Sixty seconds. As eerie guitar wails emerge as from a fog, making way for the thunderclap explosion of bass and drums that ushers in ‘For Everything’, sixty seconds is all it takes to know you are in the presence of something very special in one of the most exciting intros to a debut album for many a long year. “I am the underworld, the one you want to leave” warns James McGovern, his voice swelling like a preacher admonishing a particularly troublesome flock. This is the world of The Murder Capital.
Seeming to arrive from nowhere, the Dublin band were initially quickly lumped in with compatriots Fontaines D.C., as well as the likes of early tour partners IDLES. In truth, however, they are a different beast altogether. Operating firmly at the Joy Division and early-U2 end of post-punk, every track rips through on an inescapably intense groove led by Gabriel Paschal Blake (bass) and Diarmuid Brennan (drums). The sound is highly detailed and crafted, as evocative as McGovern’s lyrics are hard to pin down at points.
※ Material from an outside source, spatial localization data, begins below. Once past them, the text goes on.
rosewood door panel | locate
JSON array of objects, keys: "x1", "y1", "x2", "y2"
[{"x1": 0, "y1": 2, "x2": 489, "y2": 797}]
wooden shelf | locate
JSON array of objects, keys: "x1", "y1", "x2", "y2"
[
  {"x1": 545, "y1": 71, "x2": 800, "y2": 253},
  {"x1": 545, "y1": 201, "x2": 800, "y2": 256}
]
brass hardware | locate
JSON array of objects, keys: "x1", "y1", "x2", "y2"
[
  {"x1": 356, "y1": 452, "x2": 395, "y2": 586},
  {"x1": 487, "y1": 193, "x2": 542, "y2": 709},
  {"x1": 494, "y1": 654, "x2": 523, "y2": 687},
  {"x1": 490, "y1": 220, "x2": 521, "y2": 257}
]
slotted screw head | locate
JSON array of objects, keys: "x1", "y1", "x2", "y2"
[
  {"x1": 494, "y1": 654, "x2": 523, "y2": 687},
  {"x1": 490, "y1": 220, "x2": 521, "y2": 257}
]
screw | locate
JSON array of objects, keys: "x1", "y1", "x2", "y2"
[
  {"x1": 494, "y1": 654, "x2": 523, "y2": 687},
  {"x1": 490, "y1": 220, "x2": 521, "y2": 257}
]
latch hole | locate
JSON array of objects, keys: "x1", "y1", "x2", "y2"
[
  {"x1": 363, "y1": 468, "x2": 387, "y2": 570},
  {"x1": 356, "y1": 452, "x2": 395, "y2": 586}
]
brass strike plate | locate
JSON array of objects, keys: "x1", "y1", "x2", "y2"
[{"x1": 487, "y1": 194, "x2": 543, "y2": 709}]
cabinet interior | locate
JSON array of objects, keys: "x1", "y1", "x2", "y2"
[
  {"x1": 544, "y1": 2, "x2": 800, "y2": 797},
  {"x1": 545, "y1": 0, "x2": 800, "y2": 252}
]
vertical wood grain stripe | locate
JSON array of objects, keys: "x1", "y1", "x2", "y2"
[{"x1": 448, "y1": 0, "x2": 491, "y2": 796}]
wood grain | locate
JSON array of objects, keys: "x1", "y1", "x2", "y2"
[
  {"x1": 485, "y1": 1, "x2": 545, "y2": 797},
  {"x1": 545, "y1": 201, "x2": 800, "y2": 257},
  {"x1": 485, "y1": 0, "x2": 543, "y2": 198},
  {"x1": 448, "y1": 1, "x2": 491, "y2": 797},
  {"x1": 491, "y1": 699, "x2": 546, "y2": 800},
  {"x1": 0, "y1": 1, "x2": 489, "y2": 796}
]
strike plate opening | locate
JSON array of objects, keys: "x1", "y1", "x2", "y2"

A brutality in the atmosphere surrounds recent single ‘Green And Blue’, a grimly oppressive mood that stretches its tendrils through much here. The two-parted ‘Slowdance’ rumbles slowly along, surely pricking the ears up Shane Meadows for his next piece of beautiful heart-pricking misery porn.
Best of all is ‘On Twisted Ground’. Sticking wisely here to the heart-breaking live version, it still retains the power to freeze the hardiest of souls in their tracks as it claws at the emotions. That heralds the beginning of a stunning second side, the grief exploding into the fire and fury of ‘Feeling Fades’, before McGovern channels his inner-Tom Waits for the mournful ‘How The Streets Adore Me Now’. The Murder Capital may have arrived as if in a flash of lightning, but all the evidence is pointing towards that this is a band here for the long run.